I have 4 _mm256i, where each 4 bytes contains 2 that I care about, plus two garbage bytes.
_mm256i r0; // contains bytes a0 b0 xx xx a1 b1 xx xx a2 b2 xx xx a3 c3 xx xx
_mm256i r1; // likewise, but 4..7 instead of 0..3
_mm256i r2; // likewise, but 8..11
_mm256i r3; // likewise, but 12..15
I want to produce 2 output _mm256i, which are simply
_mm256i aa; // contains bytes a0 a1 a2 ... a15
_mm256i bb; // contains bytes b0 b1 b2 ... b15
how can I best do this with AVX2? A couple rough approaches I’m considering are
- repeated application of _mm256_unpack{lo,hi}_epi{16,32,64}, to combine the non-garbage and yes-garbage into larger and larger contiguous chunks, eventually ending up with all the actual data in the low 128 bits
- or, starting off with _mm256_shuffle_epi8 to immediately group the actual data in the low bits (per lane).

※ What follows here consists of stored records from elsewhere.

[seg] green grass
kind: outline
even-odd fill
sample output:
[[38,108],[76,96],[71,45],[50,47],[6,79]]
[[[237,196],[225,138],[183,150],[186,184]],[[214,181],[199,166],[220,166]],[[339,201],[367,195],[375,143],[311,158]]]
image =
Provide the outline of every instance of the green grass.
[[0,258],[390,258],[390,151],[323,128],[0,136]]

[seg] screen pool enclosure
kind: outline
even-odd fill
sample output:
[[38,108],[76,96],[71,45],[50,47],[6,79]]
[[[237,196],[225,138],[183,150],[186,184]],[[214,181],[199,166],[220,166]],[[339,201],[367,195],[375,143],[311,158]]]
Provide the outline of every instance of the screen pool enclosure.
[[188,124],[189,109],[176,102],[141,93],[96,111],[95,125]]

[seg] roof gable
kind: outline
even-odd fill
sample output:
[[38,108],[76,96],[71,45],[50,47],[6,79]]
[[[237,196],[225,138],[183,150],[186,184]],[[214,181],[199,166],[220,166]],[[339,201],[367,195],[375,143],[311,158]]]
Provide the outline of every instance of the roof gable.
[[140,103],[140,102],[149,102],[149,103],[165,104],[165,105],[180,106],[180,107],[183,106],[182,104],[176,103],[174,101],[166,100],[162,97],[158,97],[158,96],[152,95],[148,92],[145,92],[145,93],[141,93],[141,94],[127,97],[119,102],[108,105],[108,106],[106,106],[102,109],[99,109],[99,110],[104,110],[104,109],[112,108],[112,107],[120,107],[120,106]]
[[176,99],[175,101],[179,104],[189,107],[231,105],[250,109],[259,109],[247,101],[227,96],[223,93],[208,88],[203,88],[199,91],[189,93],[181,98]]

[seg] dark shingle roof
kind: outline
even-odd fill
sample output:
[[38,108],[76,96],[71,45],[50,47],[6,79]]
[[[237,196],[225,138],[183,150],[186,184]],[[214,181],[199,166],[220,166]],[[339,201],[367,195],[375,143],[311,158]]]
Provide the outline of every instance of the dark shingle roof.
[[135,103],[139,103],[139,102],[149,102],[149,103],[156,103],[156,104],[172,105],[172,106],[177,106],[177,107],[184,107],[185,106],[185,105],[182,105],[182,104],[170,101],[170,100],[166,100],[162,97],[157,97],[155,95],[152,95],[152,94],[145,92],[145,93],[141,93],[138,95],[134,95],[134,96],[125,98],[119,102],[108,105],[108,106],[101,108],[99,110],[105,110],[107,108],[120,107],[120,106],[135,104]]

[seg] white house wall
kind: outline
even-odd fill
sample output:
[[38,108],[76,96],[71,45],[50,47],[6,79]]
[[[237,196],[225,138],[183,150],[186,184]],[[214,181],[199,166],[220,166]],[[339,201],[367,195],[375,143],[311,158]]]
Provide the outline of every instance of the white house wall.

the shuffle seems like it gets rid of the garbage more quickly, which is probably good. However it’s both a more general (and expensive?) operation than I really need, since my data is in a regular pattern and I don’t need arbitrary reindexing, and also too restrictive (because it’s restricted to within-lane)
Note: I’m also separately interested in if there’s a better way with AVX512. In particular, it seems like _mm256_cvtepi32_epi16 might be a great way to filter out the garbage bytes? And, does anything change when scaling up to _mm512i (producing a0..a31 and b0..b31)?